"I was no longer in practice with the brush, since I had been doing industrial art for some time...Art in Paris is too beautiful and were I to attempt it I would be a failure, and so I have dedicated myself to industrial art and am pleased with it."
At the time of his arrival in Paris in 1870, Juglaris was already a 26 year-old man—too old to enroll for regular study at the city’s fabled Ecole des Beaux Arts as he might have preferred. Grateful for the money that he was able to earn through industrial art to comfortably support himself in Paris, Juglaris did not immediately fret about lost or impaired opportunity. Meanwhile, with every passing day, it also seemed less likely that he could ever change course from industrial to fine arts. As Juglaris frankly summed up his situation in his memoirs: “I was no longer in practice with the brush, since I had been doing industrial art for some time.” Yet behind all this was a nagging lack of confidence in his own abilities, particularly in comparison to the talents of others in his adopted city. “Art in Paris,” Juglaris actually rationalized, “is too beautiful and were I to attempt it I would be a failure, and so I have dedicated myself to industrial art and am pleased with it.”

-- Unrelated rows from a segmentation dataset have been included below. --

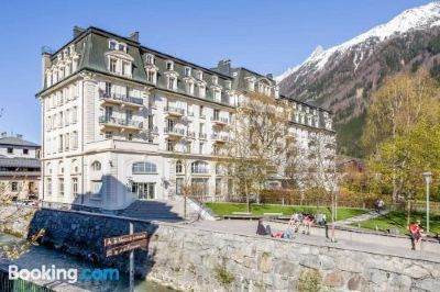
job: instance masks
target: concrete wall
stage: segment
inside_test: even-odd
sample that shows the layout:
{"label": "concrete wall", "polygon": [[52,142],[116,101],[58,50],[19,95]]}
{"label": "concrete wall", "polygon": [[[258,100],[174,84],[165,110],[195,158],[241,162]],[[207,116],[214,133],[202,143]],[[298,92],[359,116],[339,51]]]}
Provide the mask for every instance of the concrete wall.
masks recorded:
{"label": "concrete wall", "polygon": [[[43,244],[127,270],[127,255],[106,258],[102,238],[128,233],[128,218],[38,211],[31,234]],[[341,244],[246,236],[186,225],[134,221],[151,234],[136,251],[138,274],[184,291],[439,291],[440,258],[432,254],[373,251]],[[402,251],[400,254],[397,251]],[[312,290],[311,290],[312,291]]]}

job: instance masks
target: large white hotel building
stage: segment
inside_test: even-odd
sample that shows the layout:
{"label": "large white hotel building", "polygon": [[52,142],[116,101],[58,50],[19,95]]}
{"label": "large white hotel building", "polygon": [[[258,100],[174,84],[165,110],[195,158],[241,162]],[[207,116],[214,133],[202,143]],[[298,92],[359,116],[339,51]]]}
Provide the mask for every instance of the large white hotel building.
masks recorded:
{"label": "large white hotel building", "polygon": [[[42,199],[105,210],[178,194],[182,159],[205,198],[230,194],[216,157],[239,100],[284,98],[272,76],[228,60],[207,69],[141,45],[138,33],[97,27],[75,27],[70,42],[43,52],[42,78]],[[334,136],[329,112],[289,102],[289,133],[305,151],[310,135]]]}

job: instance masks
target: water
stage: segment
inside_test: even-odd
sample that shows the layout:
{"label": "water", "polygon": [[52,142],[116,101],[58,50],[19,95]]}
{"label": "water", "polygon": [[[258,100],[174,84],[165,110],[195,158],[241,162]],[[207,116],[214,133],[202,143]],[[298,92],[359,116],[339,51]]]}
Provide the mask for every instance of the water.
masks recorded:
{"label": "water", "polygon": [[[0,246],[12,245],[18,242],[20,242],[19,238],[0,233]],[[0,258],[0,262],[4,261],[4,259]],[[13,260],[13,263],[16,263],[20,268],[23,269],[41,268],[42,265],[45,265],[46,267],[55,265],[56,268],[65,269],[94,268],[94,266],[87,261],[82,261],[79,258],[63,254],[54,249],[48,249],[43,246],[31,247],[26,254],[21,256],[19,259]],[[73,283],[70,285],[96,292],[124,292],[129,291],[129,278],[127,277],[127,274],[120,274],[119,281],[84,281]],[[161,287],[150,281],[136,280],[134,291],[172,292],[174,290],[166,287]]]}

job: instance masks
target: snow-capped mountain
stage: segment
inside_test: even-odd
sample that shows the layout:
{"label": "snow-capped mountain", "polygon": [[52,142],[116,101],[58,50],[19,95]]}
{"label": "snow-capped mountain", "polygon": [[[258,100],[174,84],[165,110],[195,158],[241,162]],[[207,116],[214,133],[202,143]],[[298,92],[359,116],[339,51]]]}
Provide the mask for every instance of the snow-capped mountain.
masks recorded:
{"label": "snow-capped mountain", "polygon": [[[358,35],[356,37],[341,44],[338,46],[333,46],[329,49],[323,49],[321,46],[318,46],[314,53],[311,53],[310,57],[306,59],[302,65],[294,66],[287,69],[282,75],[275,77],[275,80],[282,81],[289,75],[296,72],[304,66],[315,65],[316,69],[322,69],[330,57],[334,54],[343,54],[353,46],[367,42],[382,42],[387,40],[388,37],[397,36],[405,32],[411,30],[424,30],[429,29],[431,26],[440,25],[440,2],[431,2],[429,4],[413,8],[404,11],[399,15],[395,16],[393,20],[385,24],[377,25],[372,30]],[[358,61],[362,60],[363,56],[358,56]]]}
{"label": "snow-capped mountain", "polygon": [[440,72],[439,54],[440,2],[431,2],[343,44],[318,47],[302,64],[275,79],[283,94],[332,110],[340,132],[339,150],[359,155],[355,142],[371,93],[386,76],[400,70],[424,67]]}

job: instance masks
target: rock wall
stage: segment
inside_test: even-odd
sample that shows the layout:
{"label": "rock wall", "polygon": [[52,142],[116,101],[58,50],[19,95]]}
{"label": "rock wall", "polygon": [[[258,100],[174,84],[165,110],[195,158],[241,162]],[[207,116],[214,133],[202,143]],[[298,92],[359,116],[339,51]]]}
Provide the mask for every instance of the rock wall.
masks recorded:
{"label": "rock wall", "polygon": [[36,207],[7,204],[0,206],[0,232],[26,237],[31,218]]}
{"label": "rock wall", "polygon": [[[45,228],[43,244],[127,270],[128,255],[106,258],[102,238],[128,233],[129,221],[42,210],[35,213],[30,234]],[[148,251],[135,252],[138,274],[178,290],[440,291],[439,257],[133,223],[136,232],[151,234]]]}

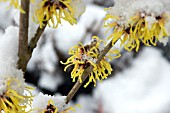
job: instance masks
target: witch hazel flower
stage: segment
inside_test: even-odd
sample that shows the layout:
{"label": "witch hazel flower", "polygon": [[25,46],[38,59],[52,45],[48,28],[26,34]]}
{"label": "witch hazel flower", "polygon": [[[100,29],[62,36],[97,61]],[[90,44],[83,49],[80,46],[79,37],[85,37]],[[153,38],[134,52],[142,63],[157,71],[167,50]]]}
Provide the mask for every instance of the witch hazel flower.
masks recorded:
{"label": "witch hazel flower", "polygon": [[[70,48],[68,54],[71,56],[65,63],[61,61],[62,64],[67,65],[64,71],[66,71],[69,66],[74,65],[71,72],[73,82],[75,82],[78,78],[80,83],[82,83],[82,74],[84,70],[90,65],[94,67],[92,72],[88,75],[89,81],[84,85],[84,87],[87,87],[91,82],[93,82],[94,86],[96,86],[96,81],[106,79],[112,72],[111,65],[106,60],[107,57],[104,57],[98,64],[96,64],[96,61],[103,50],[100,45],[104,41],[99,39],[97,36],[94,36],[92,39],[93,41],[89,45],[84,46],[82,43],[79,43],[78,45]],[[112,50],[111,53],[118,54],[116,57],[120,56],[119,51],[117,50]],[[109,58],[111,58],[111,56],[109,56]]]}
{"label": "witch hazel flower", "polygon": [[[31,2],[34,2],[34,0],[30,0]],[[20,12],[25,13],[25,11],[22,9],[20,2],[21,0],[0,0],[0,2],[8,2],[10,4],[10,7],[14,7],[16,9],[19,9]]]}
{"label": "witch hazel flower", "polygon": [[0,111],[4,113],[27,113],[31,105],[31,87],[26,86],[23,72],[15,67],[0,64]]}
{"label": "witch hazel flower", "polygon": [[83,0],[42,0],[35,11],[34,20],[44,25],[57,28],[62,20],[69,22],[71,25],[77,23],[77,19],[85,11]]}
{"label": "witch hazel flower", "polygon": [[107,9],[105,18],[105,27],[114,28],[108,37],[113,45],[120,39],[126,50],[138,51],[141,42],[156,46],[158,41],[170,36],[170,26],[167,26],[170,11],[161,0],[131,0],[126,7],[120,8],[122,13],[112,13],[113,9]]}
{"label": "witch hazel flower", "polygon": [[69,113],[75,110],[66,105],[66,96],[51,96],[39,93],[32,103],[31,113]]}

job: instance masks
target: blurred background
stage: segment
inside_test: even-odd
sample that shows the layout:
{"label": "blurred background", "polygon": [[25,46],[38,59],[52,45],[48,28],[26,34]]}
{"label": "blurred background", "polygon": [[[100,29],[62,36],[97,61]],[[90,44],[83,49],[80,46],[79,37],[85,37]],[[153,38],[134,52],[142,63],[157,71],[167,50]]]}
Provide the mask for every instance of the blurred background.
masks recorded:
{"label": "blurred background", "polygon": [[[69,48],[78,42],[89,43],[93,35],[106,39],[104,8],[113,6],[113,0],[86,3],[77,25],[63,22],[57,29],[47,27],[39,40],[25,74],[26,82],[36,87],[35,94],[67,95],[75,83],[70,78],[71,68],[64,72],[60,61],[67,60]],[[8,26],[18,26],[18,12],[6,10],[6,6],[0,4],[0,37]],[[115,48],[122,57],[111,62],[112,75],[96,87],[81,87],[70,103],[81,105],[74,113],[170,113],[170,43],[141,45],[138,53]]]}

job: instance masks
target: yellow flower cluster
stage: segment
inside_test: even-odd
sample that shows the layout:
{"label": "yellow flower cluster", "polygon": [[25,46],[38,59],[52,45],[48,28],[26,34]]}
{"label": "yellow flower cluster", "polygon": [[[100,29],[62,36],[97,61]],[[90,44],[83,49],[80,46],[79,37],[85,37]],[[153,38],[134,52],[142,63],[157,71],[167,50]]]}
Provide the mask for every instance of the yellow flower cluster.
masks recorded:
{"label": "yellow flower cluster", "polygon": [[59,111],[58,111],[58,107],[55,106],[55,104],[54,104],[54,101],[53,101],[53,100],[49,100],[49,101],[48,101],[47,108],[44,109],[44,110],[42,110],[42,111],[39,112],[39,113],[58,113],[58,112],[59,112],[59,113],[69,113],[69,110],[75,111],[75,108],[73,108],[73,107],[68,107],[67,109],[59,112]]}
{"label": "yellow flower cluster", "polygon": [[[0,0],[0,2],[9,2],[10,7],[14,6],[14,8],[19,9],[20,12],[25,13],[25,11],[20,6],[20,0]],[[31,0],[31,2],[34,2],[34,0]]]}
{"label": "yellow flower cluster", "polygon": [[11,88],[11,83],[13,82],[17,83],[18,88],[21,87],[18,80],[11,79],[7,82],[7,91],[3,95],[0,95],[0,111],[4,111],[4,113],[28,113],[26,108],[27,106],[31,106],[33,96],[30,90],[32,88],[25,87],[25,91],[28,92],[27,95],[29,96],[19,94]]}
{"label": "yellow flower cluster", "polygon": [[35,11],[34,20],[42,27],[44,22],[57,28],[61,24],[61,19],[68,21],[71,25],[76,24],[73,7],[70,6],[72,0],[42,0]]}
{"label": "yellow flower cluster", "polygon": [[[65,63],[61,63],[67,65],[64,71],[66,71],[69,66],[74,65],[74,69],[71,72],[71,78],[73,79],[73,82],[75,82],[76,78],[78,78],[80,83],[82,83],[82,74],[84,70],[90,65],[92,65],[94,68],[88,75],[89,81],[84,87],[87,87],[91,82],[94,82],[94,86],[96,86],[96,80],[102,81],[111,74],[112,68],[110,63],[106,61],[106,57],[96,64],[97,58],[101,53],[99,46],[102,42],[103,40],[94,36],[90,45],[83,46],[81,43],[79,43],[69,50],[68,54],[71,55],[71,57],[68,58]],[[117,53],[117,50],[114,53]]]}
{"label": "yellow flower cluster", "polygon": [[[120,39],[121,46],[123,45],[128,51],[134,48],[138,51],[140,42],[146,46],[156,46],[157,41],[168,36],[165,24],[169,21],[170,17],[167,14],[162,14],[155,17],[155,22],[152,24],[147,21],[147,17],[149,15],[142,16],[141,12],[138,12],[129,21],[120,25],[121,17],[107,14],[105,17],[105,27],[108,27],[108,30],[114,28],[113,33],[108,39],[112,39],[113,45]],[[109,19],[112,19],[113,22],[107,23]]]}

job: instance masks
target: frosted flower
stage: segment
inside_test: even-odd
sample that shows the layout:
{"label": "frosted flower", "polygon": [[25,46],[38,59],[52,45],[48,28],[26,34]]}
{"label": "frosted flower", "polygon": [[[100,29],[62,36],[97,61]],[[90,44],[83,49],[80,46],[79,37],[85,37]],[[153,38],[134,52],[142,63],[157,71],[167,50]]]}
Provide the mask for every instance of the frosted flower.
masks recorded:
{"label": "frosted flower", "polygon": [[33,101],[31,113],[69,113],[74,110],[66,106],[66,96],[50,96],[39,93]]}
{"label": "frosted flower", "polygon": [[[21,0],[0,0],[0,2],[9,2],[10,7],[14,6],[14,8],[19,9],[22,13],[25,13],[25,11],[20,6]],[[34,0],[31,0],[31,2],[34,2]]]}
{"label": "frosted flower", "polygon": [[[1,64],[3,64],[1,62]],[[31,105],[31,88],[26,86],[23,73],[16,68],[3,65],[0,69],[0,111],[5,113],[27,113]],[[24,94],[24,93],[27,94]]]}
{"label": "frosted flower", "polygon": [[[82,8],[82,9],[81,9]],[[42,0],[35,11],[34,19],[42,27],[45,21],[54,28],[61,24],[61,20],[71,25],[77,23],[77,18],[84,13],[85,4],[82,0]]]}
{"label": "frosted flower", "polygon": [[[108,37],[114,43],[120,39],[126,50],[139,50],[140,42],[146,46],[156,46],[157,41],[170,36],[166,24],[170,22],[166,4],[159,0],[136,0],[121,9],[121,14],[112,15],[113,8],[108,8],[105,27],[114,28]],[[168,26],[169,27],[169,26]],[[108,29],[108,30],[109,30]]]}
{"label": "frosted flower", "polygon": [[[84,70],[90,65],[93,65],[94,68],[88,75],[89,81],[84,87],[87,87],[91,82],[94,82],[94,86],[96,86],[96,80],[102,81],[111,74],[112,68],[110,63],[106,61],[106,57],[104,57],[99,64],[96,64],[97,58],[102,51],[100,50],[100,45],[102,42],[103,40],[100,40],[98,37],[94,36],[90,45],[83,46],[81,43],[79,43],[73,48],[70,48],[68,54],[71,55],[71,57],[68,58],[65,63],[61,63],[67,65],[64,71],[66,71],[69,66],[74,65],[74,69],[71,72],[71,78],[73,79],[73,82],[75,82],[76,78],[78,78],[81,83],[82,74]],[[118,51],[112,52],[118,53]]]}

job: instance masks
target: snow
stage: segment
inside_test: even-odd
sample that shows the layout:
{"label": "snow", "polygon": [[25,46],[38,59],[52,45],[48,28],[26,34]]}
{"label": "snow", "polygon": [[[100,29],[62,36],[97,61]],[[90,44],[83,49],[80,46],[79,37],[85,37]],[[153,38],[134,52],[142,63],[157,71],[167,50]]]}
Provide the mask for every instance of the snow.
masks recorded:
{"label": "snow", "polygon": [[159,50],[144,48],[132,67],[97,85],[95,98],[110,113],[169,113],[169,69]]}

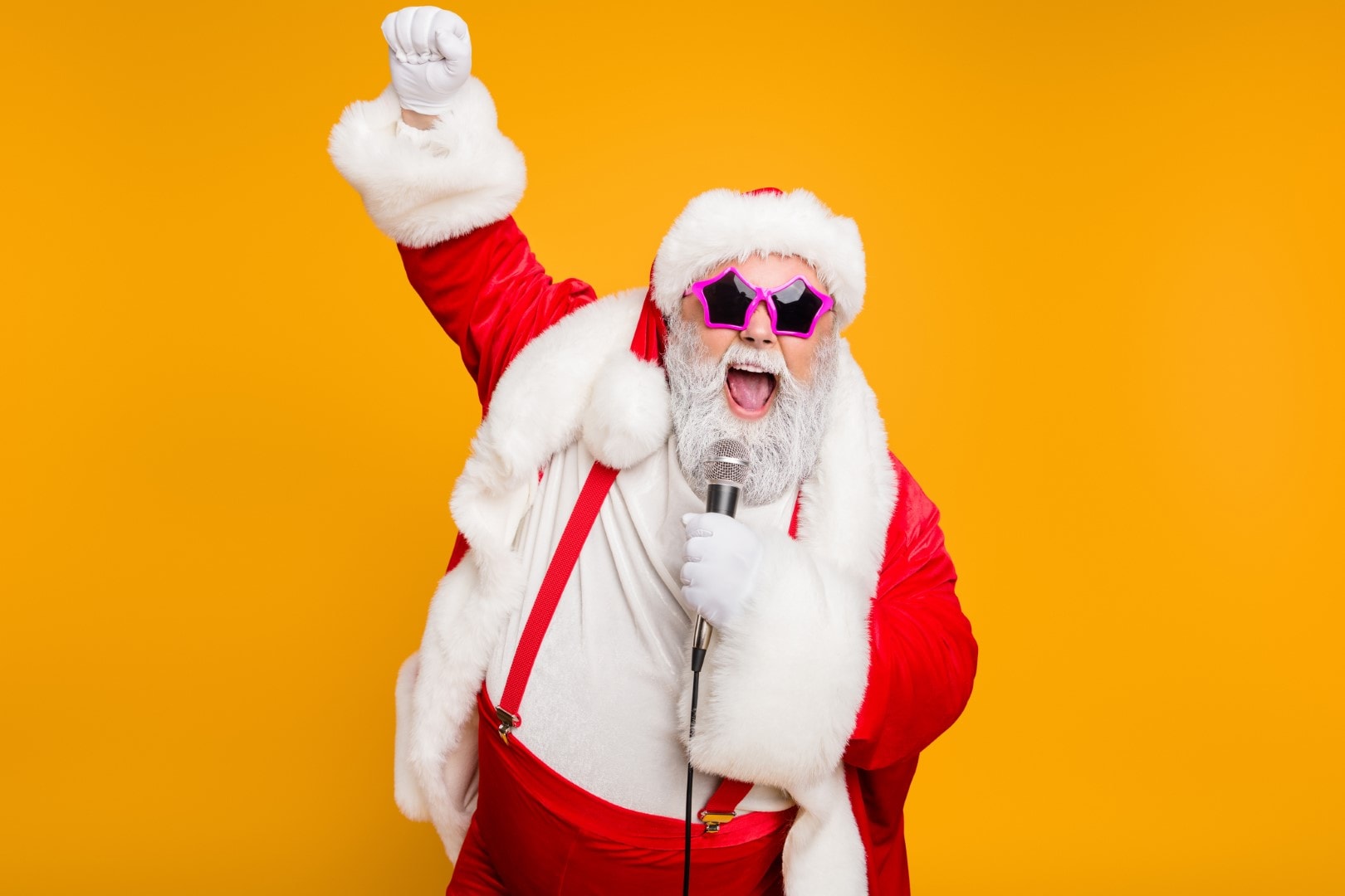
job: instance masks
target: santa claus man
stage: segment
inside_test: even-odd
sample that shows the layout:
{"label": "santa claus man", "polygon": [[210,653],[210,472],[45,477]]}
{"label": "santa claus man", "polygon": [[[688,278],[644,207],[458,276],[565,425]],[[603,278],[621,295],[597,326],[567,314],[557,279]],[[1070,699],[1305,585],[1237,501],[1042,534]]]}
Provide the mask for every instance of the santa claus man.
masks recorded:
{"label": "santa claus man", "polygon": [[[553,282],[467,26],[383,23],[393,83],[331,154],[457,343],[484,422],[398,678],[395,795],[451,893],[908,892],[901,807],[976,645],[939,512],[841,330],[859,234],[806,191],[691,200],[651,285]],[[724,438],[751,465],[706,513]],[[468,547],[469,545],[469,547]],[[693,621],[716,627],[687,732]]]}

All this began to change as Juglaris gradually became more honest with himself and clearer about his responsibility to his vocation. Juglaris came to realize and accept that, whatever the odds against him, including the difficulty of finding the necessary time to do more, he could never rest satisfied with a career strictly focused on industrial art. First of all, he had come to Paris to learn. Secondly, he wanted the reputation and stature that could only be achieved by making a mark in the fine arts and mural work, alongside his success with industrial art.
Although the doors of the Ecole des Beaux Arts had appeared firmly closed to him, Juglaris learned that two of the most famous academic painters of the day from the school’s faculty, namely, Jean-Leon Gerome and Alexandre Cabanel, were willing to take him on as an external student through night classes. Accordingly, much as he had at Turin’s Accademia Albertina, Juglaris pursued after-hour art studies with these great French masters. Both men profoundly shaped Juglaris’s outlook and style as an artist.
Circulating widely in Parisian art circles over the next couple of years, Juglaris also eventually met and benefited from the advice of such other distinguished artists as Camille Corot, Leon-Joseph-Florentin Bonnat, and Thomas Couture. Indeed, as need arose, he freely consulted them with regard to paintings underway on his own studio easel. Among works in progress that prompted him to solicit such advice was a large, biblically-inspired canvas (Judges 16:21), presenting a blinded and imprisoned Samson shackled to a grindstone by the Philistines, which may have had personal resonance for Juglaris trying to break free from the shackles of industrial art.